The company said 1.2 terabytes would accommodate 21,600 hours of non-stop music, 500 hours of streaming HD TV, 34,000 hours of online gaming and 3,500 hours of video chat.

But Comcast's push to bring data caps to the Northeast faced strong opposition from elected officials in some of the areas that would have been affected.

In Baltimore, City Council called for a price-gauging investigation and pointed to a lack of competition that would exacerbate consumer costs during the pandemic, when many people have shifted to working and learning from home in households with multiple people using the internet.

Lawmakers in Massachusetts explored legislation that would bar usage-based billing during a public health emergency, similar to what has been done with many utilities, and cast doubt on Comcast's contention that very few users would be impacted by the change.

Massachusetts state Rep. Andy Vargas, one of the leading opponents of broadband data caps, tweeted earlier this month that Comcast had relented on plans to introduce the data cap next year.

Household internet usage has risen sharply over the last decade, driven by subscription video on demand services such as Netflix and the bandwidth demands of online gaming.

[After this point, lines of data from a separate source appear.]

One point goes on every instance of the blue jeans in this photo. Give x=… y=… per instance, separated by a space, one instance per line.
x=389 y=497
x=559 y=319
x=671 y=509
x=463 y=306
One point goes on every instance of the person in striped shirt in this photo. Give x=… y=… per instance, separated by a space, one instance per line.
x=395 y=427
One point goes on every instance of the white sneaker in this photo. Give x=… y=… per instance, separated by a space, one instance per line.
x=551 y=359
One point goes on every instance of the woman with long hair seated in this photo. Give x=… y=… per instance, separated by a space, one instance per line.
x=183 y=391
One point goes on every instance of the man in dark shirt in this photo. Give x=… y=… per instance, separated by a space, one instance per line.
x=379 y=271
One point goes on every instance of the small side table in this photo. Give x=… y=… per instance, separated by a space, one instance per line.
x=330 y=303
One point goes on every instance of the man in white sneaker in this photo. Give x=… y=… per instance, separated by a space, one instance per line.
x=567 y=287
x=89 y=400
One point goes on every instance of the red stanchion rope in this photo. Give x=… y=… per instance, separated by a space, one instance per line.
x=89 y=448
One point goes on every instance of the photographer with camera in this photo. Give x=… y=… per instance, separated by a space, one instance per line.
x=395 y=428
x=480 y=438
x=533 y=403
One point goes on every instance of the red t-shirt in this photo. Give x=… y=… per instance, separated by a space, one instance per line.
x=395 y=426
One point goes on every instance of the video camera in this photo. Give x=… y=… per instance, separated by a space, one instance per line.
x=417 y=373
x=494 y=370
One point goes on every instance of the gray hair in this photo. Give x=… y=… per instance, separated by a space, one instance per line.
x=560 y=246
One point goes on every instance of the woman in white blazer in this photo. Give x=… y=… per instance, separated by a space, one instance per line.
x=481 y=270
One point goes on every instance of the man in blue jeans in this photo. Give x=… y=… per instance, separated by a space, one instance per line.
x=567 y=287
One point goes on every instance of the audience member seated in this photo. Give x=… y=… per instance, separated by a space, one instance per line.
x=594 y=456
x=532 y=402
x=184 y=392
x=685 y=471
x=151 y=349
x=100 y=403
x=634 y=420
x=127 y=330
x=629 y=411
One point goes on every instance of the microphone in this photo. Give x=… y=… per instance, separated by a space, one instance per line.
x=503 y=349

Average monthly use in the U.S. rose from about 9 gigabytes in 2010 to an estimated 344 gigabytes in 2020 and rising over the past year. These rates exclude what the FCC considers high-usage outliers, a customer category whose ceiling for exclusion has increased alongside the growth in usage.

It's still not clear whether and when Comcast might aim to revisit data caps in future years. Charter, an internet competitor in the region, is barred from using data caps until May 2023 as part of the terms of the company's merger with Time Warner.